En ce qui concerne les préférences politiques, il y a des raisons d’être à la fois optimiste et pessimiste. D’un côté positif, la plupart des répondants préféraient des mesures telles que des programmes de reconversion et des filets de sécurité élargis, des solutions technocratiques que les économistes estiment efficaces. En revanche, beaucoup soutenaient également de nouvelles restrictions commerciales et des barrières à l’immigration, des stratégies qui pourraient aggraver le problème et que les gouvernements pourraient être tentés d’adopter pour des raisons politiques.
Le risque des politiques protectionnistes
Le plus grand risque pourrait être que les gouvernements adoptent des politiques qui échouent. De nombreux politiciens, en particulier ceux de la droite populiste, pourraient répondre aux licenciements liés à l’IA en essayant de restreindre l’immigration et le commerce. Cependant, cette logique à somme nulle ne tient pas. Presque toutes les recherches montrent que la restriction de l’immigration et du commerce n’arrêtera pas les entreprises d’adopter l’IA ; en fait, cela pourrait accélérer les licenciements.

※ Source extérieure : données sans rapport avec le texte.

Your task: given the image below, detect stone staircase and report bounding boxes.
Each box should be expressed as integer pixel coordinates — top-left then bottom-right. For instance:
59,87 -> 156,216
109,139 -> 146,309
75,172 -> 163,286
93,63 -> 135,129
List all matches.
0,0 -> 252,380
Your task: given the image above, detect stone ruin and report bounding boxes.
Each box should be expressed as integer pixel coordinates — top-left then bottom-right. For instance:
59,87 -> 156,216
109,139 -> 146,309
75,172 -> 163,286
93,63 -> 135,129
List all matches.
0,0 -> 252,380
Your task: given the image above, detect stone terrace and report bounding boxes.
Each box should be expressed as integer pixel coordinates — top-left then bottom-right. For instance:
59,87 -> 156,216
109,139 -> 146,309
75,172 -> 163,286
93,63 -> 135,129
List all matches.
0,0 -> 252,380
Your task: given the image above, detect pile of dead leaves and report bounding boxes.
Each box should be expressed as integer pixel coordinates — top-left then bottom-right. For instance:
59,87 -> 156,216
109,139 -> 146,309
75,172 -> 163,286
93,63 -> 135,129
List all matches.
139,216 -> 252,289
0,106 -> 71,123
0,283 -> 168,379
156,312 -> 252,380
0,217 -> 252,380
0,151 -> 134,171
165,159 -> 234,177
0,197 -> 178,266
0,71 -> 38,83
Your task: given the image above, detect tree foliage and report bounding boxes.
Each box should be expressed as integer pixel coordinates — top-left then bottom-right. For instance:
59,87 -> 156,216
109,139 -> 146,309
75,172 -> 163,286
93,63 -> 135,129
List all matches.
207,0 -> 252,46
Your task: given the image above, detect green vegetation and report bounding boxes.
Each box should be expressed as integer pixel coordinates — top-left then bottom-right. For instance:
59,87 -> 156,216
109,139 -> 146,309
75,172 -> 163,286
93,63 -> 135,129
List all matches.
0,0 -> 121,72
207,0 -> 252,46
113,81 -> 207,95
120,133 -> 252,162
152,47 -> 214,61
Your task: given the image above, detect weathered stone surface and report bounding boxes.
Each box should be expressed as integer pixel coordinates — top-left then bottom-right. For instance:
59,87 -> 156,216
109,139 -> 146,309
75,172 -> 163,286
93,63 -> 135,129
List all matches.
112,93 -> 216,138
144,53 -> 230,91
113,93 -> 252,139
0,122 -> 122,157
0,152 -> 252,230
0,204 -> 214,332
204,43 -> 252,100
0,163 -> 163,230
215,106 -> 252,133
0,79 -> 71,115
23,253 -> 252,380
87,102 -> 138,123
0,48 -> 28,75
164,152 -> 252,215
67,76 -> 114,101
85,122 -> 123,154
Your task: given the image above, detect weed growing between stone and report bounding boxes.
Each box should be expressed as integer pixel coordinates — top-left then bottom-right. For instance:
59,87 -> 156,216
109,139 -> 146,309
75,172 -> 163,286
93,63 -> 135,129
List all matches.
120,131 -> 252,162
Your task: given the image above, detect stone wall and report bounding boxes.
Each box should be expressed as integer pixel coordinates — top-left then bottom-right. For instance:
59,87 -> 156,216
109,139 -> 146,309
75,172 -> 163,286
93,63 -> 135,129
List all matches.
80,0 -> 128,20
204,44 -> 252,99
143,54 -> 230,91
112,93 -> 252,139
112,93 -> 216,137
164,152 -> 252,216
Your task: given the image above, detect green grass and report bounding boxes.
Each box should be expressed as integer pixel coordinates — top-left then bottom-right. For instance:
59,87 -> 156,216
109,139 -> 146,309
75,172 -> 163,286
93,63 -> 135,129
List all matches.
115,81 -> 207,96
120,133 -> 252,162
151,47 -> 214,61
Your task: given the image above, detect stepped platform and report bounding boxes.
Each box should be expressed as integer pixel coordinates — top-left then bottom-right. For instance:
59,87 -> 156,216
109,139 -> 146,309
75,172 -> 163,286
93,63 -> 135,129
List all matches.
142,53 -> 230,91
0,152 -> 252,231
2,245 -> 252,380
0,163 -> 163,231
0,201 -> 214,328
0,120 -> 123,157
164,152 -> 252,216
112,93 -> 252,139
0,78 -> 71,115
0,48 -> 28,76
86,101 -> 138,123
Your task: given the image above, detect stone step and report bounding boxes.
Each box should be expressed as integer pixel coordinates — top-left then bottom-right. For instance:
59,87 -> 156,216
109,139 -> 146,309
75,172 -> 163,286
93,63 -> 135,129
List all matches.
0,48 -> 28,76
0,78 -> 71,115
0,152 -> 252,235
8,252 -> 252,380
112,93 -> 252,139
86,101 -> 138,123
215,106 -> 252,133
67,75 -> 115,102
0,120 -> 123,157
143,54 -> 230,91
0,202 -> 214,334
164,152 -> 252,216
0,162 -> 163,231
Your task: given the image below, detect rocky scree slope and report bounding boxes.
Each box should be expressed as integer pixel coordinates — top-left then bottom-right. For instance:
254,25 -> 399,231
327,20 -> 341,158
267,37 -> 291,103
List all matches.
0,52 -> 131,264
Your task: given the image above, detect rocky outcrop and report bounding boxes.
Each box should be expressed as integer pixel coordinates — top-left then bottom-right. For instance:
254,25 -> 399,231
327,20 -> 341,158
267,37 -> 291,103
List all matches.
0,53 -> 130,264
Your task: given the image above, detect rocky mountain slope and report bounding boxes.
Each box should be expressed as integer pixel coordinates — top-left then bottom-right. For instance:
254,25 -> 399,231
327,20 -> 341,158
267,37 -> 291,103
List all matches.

Les analystes peuvent essayer d’expliquer ces conséquences probables aux électeurs, mais le protectionnisme a souvent du soutien dans les sondages. En moyenne, le soutien aux restrictions sur l’immigration était de 3,4 sur 5, tandis que les restrictions commerciales étaient à 3,2. Parmi les Républicains, le soutien aux restrictions sur l’immigration était encore plus marqué, atteignant 4,0.
Répondre aux défis de l’IA
Malgré ces défis, la voie à suivre, comme le montrent les résultats de notre enquête, est également celle que les gens souhaitent le plus. Les décideurs pourraient adopter des lois établissant et finançant des programmes de reconversion qui enseignent aux travailleurs à collaborer avec les systèmes d’IA, à développer des compétences dans des secteurs moins susceptibles à l’automatisation, ou à se réorienter vers de nouveaux rôles créés par l’IA.
Ces politiques aideraient non seulement des millions de travailleurs, mais elles pourraient également restaurer la confiance dans le gouvernement. En reconnaissant les travailleurs ayant perdu leur emploi à cause de l’IA et en leur offrant de l’aide, les responsables montreraient aux électeurs que l’État peut répondre à leurs besoins. Cependant, le temps presse. L’adoption de l’IA s’accélère, et ses effets néfastes sur l’emploi ne sont plus un problème spéculatif, mais une réalité déjà répandue.